En el siglo XX también se hizo presente la discusión en torno a los requisitos del estado de beligerancia. Debate agudizado por las discusiones en torno a los efectos de la negociación con la guerrilla o la aplicación del protocolo II de Ginebra, y a que dichas hipótesis, eventualmente, podrían incrementar la legitimidad de la insurgencia en la comunidad internacional. Todo ello, desde luego, acaecido mucho antes de que a las organizaciones insurgentes colombianas se les incorporara a las listas de organizaciones terroristas diseñadas por el Departamento de Estado de los Estados Unidos y el Parlamento Europeo.

Un rasgo distintivo en relación con el delito político lo constituye el hecho que desde el propio siglo XIX, el mismo se consideró un delito complejo que subsumía otras conductas o tipos penales. Circunstancia que con el tiempo resultó paradójica, toda vez que, no obstante y a pesar de que las amnistías e indultos habían sido primigeniamente diseñadas para beneficiar a delincuentes políticos, en algunos eventos, bastante generalizados por cierto, resultaron siendo favorecidos también delincuentes comunes.

En este caso concreto, no se hace referencia a perdones otorgados a delitos comunes subsumidos en las conductas de los alzados en armas, sino a los beneficios concedidos a delitos atroces ocurridos en el desarrollo de la guerra, o incluso el perdón a delitos comunes desligados de las confrontaciones armadas propiamente dichas.

Retrocesos en cuanto al delito político

Lo que lamentablemente ha venido sucediendo en Colombia es un retroceso normativo, jurisprudencial e incluso doctrinario en relación con el delito político; instrumento jurídico de amplia raigambre constitucional y legal en nuestro ordenamiento interno. Recuérdese cómo, tanto en el texto Constitucional de 1886 como en la Carta Política de 1991, las figuras de la amnistía, el indulto, y la no extradición de nacionales por esos delitos, definían el carácter benigno y altruista de tales conductas típicamente insurreccionales.

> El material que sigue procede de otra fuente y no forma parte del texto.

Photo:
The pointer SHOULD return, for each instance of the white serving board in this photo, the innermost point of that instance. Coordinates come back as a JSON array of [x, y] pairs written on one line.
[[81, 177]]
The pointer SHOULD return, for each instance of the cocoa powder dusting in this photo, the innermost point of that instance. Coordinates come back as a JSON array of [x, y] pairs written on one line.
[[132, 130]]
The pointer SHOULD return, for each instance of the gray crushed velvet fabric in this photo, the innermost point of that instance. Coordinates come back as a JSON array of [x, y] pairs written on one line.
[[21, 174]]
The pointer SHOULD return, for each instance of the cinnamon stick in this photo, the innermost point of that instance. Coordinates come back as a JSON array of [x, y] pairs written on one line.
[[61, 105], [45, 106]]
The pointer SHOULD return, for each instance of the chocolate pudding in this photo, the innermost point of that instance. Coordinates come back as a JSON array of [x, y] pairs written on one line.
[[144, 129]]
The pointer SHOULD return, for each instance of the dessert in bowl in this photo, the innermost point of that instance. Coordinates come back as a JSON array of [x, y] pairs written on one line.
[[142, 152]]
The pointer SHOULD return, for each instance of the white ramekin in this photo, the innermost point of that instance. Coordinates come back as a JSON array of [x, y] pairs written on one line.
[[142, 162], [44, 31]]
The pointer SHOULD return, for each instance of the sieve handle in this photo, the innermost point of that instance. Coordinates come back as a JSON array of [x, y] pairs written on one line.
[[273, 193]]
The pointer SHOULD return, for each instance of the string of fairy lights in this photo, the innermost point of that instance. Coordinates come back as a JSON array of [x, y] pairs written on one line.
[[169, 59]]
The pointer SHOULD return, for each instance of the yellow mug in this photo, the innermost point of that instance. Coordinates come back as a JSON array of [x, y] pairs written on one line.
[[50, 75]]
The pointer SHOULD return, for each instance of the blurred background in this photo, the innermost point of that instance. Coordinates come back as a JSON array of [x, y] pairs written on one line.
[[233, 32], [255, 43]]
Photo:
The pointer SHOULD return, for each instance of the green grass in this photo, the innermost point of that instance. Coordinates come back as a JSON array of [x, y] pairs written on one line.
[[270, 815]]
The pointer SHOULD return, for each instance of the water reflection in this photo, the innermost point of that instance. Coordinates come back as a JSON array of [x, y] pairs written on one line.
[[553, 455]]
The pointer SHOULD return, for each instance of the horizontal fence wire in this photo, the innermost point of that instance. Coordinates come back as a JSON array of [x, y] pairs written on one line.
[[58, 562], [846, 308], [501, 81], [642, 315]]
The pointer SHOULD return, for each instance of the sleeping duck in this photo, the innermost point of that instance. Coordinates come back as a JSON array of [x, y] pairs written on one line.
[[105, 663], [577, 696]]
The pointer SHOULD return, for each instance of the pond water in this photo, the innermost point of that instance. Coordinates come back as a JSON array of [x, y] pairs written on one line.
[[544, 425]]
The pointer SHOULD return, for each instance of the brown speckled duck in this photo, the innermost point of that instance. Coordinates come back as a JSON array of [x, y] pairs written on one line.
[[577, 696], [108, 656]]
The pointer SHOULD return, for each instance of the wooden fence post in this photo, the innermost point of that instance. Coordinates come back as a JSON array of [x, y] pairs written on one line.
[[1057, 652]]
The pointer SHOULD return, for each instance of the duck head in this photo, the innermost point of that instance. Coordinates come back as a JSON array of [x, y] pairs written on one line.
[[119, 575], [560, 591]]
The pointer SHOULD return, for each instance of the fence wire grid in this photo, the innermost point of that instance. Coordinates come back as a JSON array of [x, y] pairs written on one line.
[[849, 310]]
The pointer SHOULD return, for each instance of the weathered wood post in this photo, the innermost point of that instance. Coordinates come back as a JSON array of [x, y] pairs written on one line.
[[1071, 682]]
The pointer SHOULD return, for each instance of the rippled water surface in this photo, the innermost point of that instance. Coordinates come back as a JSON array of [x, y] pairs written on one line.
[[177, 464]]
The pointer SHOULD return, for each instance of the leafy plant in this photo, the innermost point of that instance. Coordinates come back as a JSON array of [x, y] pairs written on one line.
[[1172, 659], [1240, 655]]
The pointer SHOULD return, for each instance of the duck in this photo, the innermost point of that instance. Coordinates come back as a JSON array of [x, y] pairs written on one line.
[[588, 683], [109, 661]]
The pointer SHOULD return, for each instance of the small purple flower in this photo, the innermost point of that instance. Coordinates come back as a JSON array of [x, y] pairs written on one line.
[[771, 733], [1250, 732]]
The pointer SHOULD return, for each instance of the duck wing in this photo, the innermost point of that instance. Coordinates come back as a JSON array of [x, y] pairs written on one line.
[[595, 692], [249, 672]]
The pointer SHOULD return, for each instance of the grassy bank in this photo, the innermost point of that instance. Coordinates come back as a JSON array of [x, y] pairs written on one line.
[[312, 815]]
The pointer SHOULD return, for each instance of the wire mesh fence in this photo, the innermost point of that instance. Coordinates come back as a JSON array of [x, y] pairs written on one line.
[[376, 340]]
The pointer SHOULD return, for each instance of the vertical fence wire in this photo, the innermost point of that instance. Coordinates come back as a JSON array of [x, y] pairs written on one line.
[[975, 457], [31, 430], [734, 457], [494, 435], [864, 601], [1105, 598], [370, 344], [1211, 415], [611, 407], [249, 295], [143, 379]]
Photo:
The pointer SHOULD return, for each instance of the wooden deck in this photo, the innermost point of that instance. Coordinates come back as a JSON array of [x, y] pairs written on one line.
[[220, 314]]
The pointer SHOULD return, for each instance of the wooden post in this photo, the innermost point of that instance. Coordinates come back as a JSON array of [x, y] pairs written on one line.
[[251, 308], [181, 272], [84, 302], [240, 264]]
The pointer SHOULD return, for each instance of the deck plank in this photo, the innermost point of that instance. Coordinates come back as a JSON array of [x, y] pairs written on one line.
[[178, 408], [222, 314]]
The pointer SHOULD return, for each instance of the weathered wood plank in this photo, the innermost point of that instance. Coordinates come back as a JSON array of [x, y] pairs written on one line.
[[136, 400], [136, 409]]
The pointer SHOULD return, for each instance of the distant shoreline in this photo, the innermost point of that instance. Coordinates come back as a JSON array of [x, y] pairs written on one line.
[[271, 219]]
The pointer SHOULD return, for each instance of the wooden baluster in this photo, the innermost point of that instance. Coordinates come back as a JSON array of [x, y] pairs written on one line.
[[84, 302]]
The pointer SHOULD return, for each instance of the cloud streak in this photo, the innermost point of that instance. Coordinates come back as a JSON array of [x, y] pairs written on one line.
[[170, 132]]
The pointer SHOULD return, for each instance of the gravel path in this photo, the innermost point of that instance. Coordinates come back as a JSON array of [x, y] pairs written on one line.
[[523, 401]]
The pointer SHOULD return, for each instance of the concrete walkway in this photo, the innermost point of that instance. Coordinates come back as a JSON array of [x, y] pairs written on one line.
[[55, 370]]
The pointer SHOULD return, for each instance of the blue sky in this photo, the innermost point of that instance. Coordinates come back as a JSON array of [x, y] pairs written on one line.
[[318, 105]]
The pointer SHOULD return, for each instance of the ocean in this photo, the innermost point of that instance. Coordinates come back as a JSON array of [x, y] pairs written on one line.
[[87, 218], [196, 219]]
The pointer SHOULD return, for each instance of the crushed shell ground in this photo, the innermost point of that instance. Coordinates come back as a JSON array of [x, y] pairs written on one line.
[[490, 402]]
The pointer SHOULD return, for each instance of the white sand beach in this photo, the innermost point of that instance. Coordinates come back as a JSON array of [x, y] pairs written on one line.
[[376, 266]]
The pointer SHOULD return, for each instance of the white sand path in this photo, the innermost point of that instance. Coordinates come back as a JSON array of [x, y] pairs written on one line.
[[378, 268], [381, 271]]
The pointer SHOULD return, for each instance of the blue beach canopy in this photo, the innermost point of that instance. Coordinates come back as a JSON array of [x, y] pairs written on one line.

En el mismo sentido, podemos afirmar que desde la promulgación del Código Penal de 1936, hasta la actual ley 890 de 2004, pasando por el Código Penal de 1980, la codificación penal colombiana, no por un capricho normativo, sino por una realidad social de enorme trascendencia, ha tipificado los delitos políticos como aquellos que lesionan o ponen en peligro de lesión el bien jurídico tutelado del régimen constitucional y legal.

No obstante, estas manifestaciones palmarias y verificables de nuestro derecho penal, con la declaratoria de inconstitucionalidad del artículo 127 del decreto 100 de 1980, que establecía la conexidad o exclusión de la pena por conductas realizadas en combate por los rebeldes, a partir de la sentencia C-456 de 1997 de la Corte Constitucional, que declaró la inexequibilidad de tal artículo, podemos afirmar que se desnaturalizó el delito político, en tanto se redujo en grado superlativo su alcance y se alteró uno de sus elementos constitutivos esenciales.

A esa circunstancia jurídica, de innegable repercusión en tal contexto, debemos agregar además el desarrollo de otros fenómenos jurídicos y políticos, como son, entre otros, la llamada legislación de emergencia; la expansión del derecho; el eficientismo penal; el populismo jurídico y la teoría del derecho penal de enemigo. Nociones que han tenido un efecto perverso y negativo en el proceso judicial colombiano.

Así, tenemos el caso de la aplicación a ultranza, por parte de operadores judiciales, principalmente de algunos fiscales y jueces, de la llamada teoría del derecho penal de enemigo, desde la cual se establece arbitrariamente una categoría de “delincuente enemigo”, quien concurre al proceso penal no como ciudadano sujeto de derechos fundamentales y garantías procesales, sino como enemigo, desafecto al derecho, como una amenaza a la cual hay que combatir por medios judiciales.